# Entity recognition and embedding base building

In [1]:
%cd ..

/home/codeholder/code/python-playground/app_noisemon


My baseline will be comparing embeddings of ORG chunks and company names.

The large spacy model already provides embedding functionality, but those are static.
I'm gonna need a transformer.
For the embeddings matching I will use faiss

#### Pipeline
1. Load labelstudio'ed texts
2. For each labeled document
    - transform document to embedding matrix
    - get entity vectors
    - store it into index

## 1. Import data

In [10]:
import json
import os
from pathlib import Path
from tqdm import tqdm
from collections import defaultdict
import numpy as np
from functools import partial as p
# from lenses import lens



from wasabi import Printer
msg = Printer()

In [6]:
data_path = Path("./data/05-labeled/project-10-at-2021-10-02-22-43-62e3404c.json")

In [7]:
data = json.loads(data_path.read_text())

In [8]:
len(data)

79

## 2. Prepare embedding functions

In [18]:
import spacy_alignments as tokenizations

In [11]:
from typing import List

In [17]:
import torch
from transformers import AutoTokenizer, AutoModel
tokenizer_ = AutoTokenizer.from_pretrained("cointegrated/LaBSE-en-ru")
model = AutoModel.from_pretrained("cointegrated/LaBSE-en-ru")

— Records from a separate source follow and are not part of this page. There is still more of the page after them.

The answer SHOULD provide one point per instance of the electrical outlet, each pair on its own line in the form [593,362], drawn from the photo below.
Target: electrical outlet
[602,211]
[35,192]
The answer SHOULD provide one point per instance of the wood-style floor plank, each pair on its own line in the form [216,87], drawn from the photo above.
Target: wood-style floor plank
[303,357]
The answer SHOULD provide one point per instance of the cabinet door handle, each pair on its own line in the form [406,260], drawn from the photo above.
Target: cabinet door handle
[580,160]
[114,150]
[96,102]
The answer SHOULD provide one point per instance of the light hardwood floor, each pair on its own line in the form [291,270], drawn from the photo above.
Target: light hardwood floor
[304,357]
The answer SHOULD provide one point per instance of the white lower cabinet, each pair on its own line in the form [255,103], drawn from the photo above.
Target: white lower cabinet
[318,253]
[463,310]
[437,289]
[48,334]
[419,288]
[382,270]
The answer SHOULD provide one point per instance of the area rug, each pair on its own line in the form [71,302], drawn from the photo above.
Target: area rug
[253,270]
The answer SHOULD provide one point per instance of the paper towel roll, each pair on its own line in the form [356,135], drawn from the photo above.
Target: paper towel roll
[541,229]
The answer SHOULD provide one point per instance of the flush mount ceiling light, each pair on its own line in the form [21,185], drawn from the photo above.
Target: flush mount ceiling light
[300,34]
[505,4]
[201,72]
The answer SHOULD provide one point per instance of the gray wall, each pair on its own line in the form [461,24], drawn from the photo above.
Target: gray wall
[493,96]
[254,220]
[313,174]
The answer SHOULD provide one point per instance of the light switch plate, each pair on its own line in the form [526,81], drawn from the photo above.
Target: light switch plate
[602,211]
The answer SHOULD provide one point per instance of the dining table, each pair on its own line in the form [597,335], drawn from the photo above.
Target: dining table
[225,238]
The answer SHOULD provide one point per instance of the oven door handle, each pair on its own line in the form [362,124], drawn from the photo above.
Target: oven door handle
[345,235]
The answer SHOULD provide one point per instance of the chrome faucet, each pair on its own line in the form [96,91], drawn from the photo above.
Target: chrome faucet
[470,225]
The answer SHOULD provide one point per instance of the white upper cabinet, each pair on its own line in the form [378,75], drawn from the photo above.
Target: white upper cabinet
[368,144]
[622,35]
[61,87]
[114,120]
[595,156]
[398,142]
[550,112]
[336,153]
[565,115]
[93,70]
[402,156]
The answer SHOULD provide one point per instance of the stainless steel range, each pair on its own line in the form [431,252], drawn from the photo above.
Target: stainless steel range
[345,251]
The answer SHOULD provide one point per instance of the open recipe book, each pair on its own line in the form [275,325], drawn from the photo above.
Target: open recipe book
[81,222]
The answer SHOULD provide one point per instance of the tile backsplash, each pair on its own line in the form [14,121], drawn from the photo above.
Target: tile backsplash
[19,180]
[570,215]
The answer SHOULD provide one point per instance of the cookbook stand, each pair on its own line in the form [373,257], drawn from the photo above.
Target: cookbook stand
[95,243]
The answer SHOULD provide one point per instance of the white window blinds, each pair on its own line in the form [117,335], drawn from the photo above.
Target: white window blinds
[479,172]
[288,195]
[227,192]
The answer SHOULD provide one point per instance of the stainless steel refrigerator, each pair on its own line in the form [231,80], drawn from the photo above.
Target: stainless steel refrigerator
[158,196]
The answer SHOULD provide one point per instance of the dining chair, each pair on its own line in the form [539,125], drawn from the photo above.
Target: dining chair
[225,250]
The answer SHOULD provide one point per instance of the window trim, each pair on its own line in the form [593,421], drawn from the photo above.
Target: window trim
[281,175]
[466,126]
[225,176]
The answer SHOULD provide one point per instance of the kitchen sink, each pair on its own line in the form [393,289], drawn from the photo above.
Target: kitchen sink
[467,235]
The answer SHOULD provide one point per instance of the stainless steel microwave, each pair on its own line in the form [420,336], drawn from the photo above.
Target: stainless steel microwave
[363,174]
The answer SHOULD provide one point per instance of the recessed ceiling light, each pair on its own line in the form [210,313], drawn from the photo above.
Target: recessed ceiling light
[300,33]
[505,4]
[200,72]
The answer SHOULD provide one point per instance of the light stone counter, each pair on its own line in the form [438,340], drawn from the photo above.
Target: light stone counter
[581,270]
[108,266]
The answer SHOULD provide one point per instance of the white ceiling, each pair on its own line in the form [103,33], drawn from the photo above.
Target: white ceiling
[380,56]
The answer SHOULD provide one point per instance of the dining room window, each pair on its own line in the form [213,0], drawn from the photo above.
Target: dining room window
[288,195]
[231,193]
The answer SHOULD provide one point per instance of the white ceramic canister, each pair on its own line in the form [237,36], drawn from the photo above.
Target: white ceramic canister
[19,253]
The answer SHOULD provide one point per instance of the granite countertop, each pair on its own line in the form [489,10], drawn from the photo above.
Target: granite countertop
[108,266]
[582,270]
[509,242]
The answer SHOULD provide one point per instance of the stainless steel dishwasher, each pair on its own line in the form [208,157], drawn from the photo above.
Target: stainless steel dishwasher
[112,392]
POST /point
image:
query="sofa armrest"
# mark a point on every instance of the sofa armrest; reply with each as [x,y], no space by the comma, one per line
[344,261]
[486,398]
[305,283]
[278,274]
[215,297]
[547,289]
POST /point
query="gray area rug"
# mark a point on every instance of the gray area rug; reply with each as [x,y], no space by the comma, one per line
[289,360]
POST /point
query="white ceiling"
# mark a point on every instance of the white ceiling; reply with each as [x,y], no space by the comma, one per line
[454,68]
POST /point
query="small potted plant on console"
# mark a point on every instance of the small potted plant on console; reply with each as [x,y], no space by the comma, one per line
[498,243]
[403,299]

sentences = ["Hello World", "Привет Мир"]
tokenizer = p(tokenizer_, padding=True, truncation=False, return_tensors="pt")

def embed_documents(encoded_input):
    
    with torch.no_grad():
        model_output = model(**encoded_input)
    embeddings = model_output.last_hidden_state
    embeddings = torch.nn.functional.normalize(embeddings)
    return embeddings

Some weights of the model checkpoint at cointegrated/LaBSE-en-ru were not used when initializing BertModel: ['cls.seq_relationship.bias', 'cls.predictions.bias', 'cls.predictions.decoder.weight', 'cls.predictions.transform.LayerNorm.bias', 'cls.seq_relationship.weight', 'cls.predictions.transform.LayerNorm.weight', 'cls.predictions.transform.dense.bias', 'cls.predictions.transform.dense.weight', 'cls.predictions.decoder.bias']
- This IS expected if you are initializing BertModel from the checkpoint of a model trained on another task or with another architecture (e.g. initializing a BertForSequenceClassification model from a BertForPreTraining model).
- This IS NOT expected if you are initializing BertModel from the checkpoint of a model that you expect to be exactly identical (initializing a BertForSequenceClassification model from a BertForSequenceClassification model).


In [15]:
model_output.last_hidden_state.shape

torch.Size([2, 4, 768])

In [57]:
# {'value': {'start': 0,
#   'end': 17,
#   'text': 'ООО «Венера-плюс»',
#   'labels': ['Organization']},
#  'id': 'BDbfvhbqc9',
#  'from_name': 'label',
#  'to_name': 'text',
#  'type': 'labels'},
# {'value': {'start': 350,
#   'end': 360,
#   'text': '"Заказчик"',
#   'labels': ['Role']},
#  'id': 'ytWWFWYrvX',
#  'from_name': 'label',
#  'to_name': 'text',
#  'type': 'labels'},
# {'from_id': 'BDbfvhbqc9',
#  'to_id': '8WJgOdX7zR',
#  'type': 'relation',
#  'direction': 'right',
#  'labels': []},
qid_to_vector_list = defaultdict(list)
qid_to_alias = defaultdict(set)
def ann_to_ent(labelstudio):
    id_to_qid_name_pair = defaultdict(dict)
    text = labelstudio["data"]["text"]
    encoded_input = tokenizer([text])
    wordpieces = tokenizer_.batch_decode(encoded_input.input_ids[0])
    embedding_alignment, _ = tokenizations.get_alignments(text, wordpieces)
    emb = embed_documents(encoded_input)
    emb = emb / np.linalg.norm(emb)
    emb = emb.squeeze()


    # 1. Matching named entities with QIDs
    for chunk in labelstudio["annotations"][0]["result"]:
        if chunk["from_name"] == "ner":
            id_to_qid_name_pair[chunk["id"]]["text"] = chunk["value"]["text"]
        if chunk["from_name"] == "entity":
            id_to_qid_name_pair[chunk["id"]]["qid"] = chunk["value"]["text"][0]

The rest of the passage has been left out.